Ce projet de loi constitutionnelle a été co-construit dans le cadre d'un comité de rédaction installé par le ministre d'État, ministre des outre-mer, le 20 août dernier, à Nouméa, afin de poursuivre la dynamique de négociation et de construction collective et transpartisane qui a conduit à la signature de l'accord.
Il comprend 3 articles :
• l'article 1er prévoit l'organisation, avant le 26 avril 2026, d'un scrutin d'approbation de l'accord par les populations intéressées. La date originellement envisagée, à la fin du mois de février 2026, a dû être décalée à la suite de la démission du précédent Gouvernement et de la période d'affaires courantes ;
• l'article 2 crée l'État de la Nouvelle-Calédonie et inscrit son statut dans la norme suprême à travers la réécriture du titre XIII de la Constitution, désormais intitulé « De l'État de la Nouvelle Calédonie » et composé de 5 articles :
– les articles 76 et 77 permettent, d'abord, de constitutionnaliser les orientations des accords de Bougival et de Nouméa. Le préambule de l'accord de Nouméa demeure ainsi en vigueur et conserve sa valeur constitutionnelle, tout comme ses dispositions qui ne sont pas contraires à l'accord de Bougival, garantissant ainsi la continuité des principes fondateurs liés à l'identité kanak, à l'objectif d'un destin commun et au développement économique et social ;
L'article 76 crée également une loi organique, appelée notamment à préciser la répartition des compétences entre l'État et les institutions de la Nouvelle Calédonie et les modalités de transfert des compétences régaliennes restantes de l'État vers la Nouvelle Calédonie, les compétences fiscales des provinces, ou encore le transfert de la compétence en matière de relations internationales que la Nouvelle Calédonie exerce dans le champ de ses compétences propres.
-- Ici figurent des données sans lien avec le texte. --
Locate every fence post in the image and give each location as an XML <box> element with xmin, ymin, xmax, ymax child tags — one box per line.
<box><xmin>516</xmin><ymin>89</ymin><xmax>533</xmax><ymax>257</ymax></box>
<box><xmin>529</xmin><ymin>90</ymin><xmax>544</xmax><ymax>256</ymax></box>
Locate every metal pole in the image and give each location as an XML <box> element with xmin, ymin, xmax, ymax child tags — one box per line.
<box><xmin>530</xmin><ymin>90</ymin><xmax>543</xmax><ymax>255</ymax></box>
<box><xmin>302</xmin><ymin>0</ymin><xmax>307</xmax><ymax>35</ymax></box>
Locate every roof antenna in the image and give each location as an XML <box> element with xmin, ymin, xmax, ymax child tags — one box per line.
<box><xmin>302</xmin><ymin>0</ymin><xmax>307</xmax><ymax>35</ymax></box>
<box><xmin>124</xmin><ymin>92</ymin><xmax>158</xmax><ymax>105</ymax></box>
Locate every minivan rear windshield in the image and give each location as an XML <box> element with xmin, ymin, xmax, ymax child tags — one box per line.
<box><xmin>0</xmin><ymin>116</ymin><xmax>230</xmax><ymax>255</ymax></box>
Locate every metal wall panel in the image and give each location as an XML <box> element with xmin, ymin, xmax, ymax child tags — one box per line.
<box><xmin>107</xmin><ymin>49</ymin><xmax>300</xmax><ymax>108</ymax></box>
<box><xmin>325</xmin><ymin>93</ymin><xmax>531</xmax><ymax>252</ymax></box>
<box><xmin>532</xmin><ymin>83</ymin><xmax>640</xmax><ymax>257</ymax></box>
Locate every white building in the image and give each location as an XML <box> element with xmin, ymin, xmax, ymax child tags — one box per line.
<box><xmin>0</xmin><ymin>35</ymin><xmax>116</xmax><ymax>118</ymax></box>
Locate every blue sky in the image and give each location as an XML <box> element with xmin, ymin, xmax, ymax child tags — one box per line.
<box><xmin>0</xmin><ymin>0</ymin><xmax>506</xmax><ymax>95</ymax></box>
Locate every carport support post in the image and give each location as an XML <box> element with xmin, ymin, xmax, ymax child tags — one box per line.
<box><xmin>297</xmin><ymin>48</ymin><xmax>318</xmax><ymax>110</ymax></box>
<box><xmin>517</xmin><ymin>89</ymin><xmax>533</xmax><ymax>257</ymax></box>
L'article 77 confère à la Nouvelle Calédonie une capacité inédite et puissante d'auto organisation en lui permettant d'édicter une Loi fondamentale, adoptée par son assemblée délibérante. Elle dispose d'un domaine exclusif, celui de déterminer les signes identitaires de la Nouvelle Calédonie, sa charte des valeurs et un code de la citoyenneté calédonienne. Elle dispose aussi d'un domaine partagé avec la loi organique, notamment en matière d'organisation et de fonctionnement des institutions de la Nouvelle Calédonie, et pourra également être habilitée par la loi organique à préciser ou compléter ses dispositions.
– l'article 78 prévoit que les mesures nécessaires à la mise en œuvre des accords ne relevant ni du domaine de la loi organique, ni de la Loi fondamentale, sont définies par la loi ;
– l'article 79 crée une nationalité calédonienne. Ainsi, les Calédoniens bénéficieront d'une double nationalité, française et calédonienne. Le texte précise explicitement que, quelle que soit l'évolution institutionnelle du territoire, les nationaux français domiciliés en Nouvelle Calédonie conserveront de plein droit la nationalité française, qu'ils aient ou non acquis la nationalité calédonienne ;
– enfin, l'article 80 fixe le corps électoral applicable pour l'élection des assemblées de province et de l'assemblée délibérante de l'État de la Nouvelle-Calédonie.
• l'article 3, enfin, fixe les conditions de l'entrée en vigueur du projet de loi constitutionnelle, l'article 2 n'entrant en vigueur qu'au lendemain de la consultation, si l'accord est approuvé.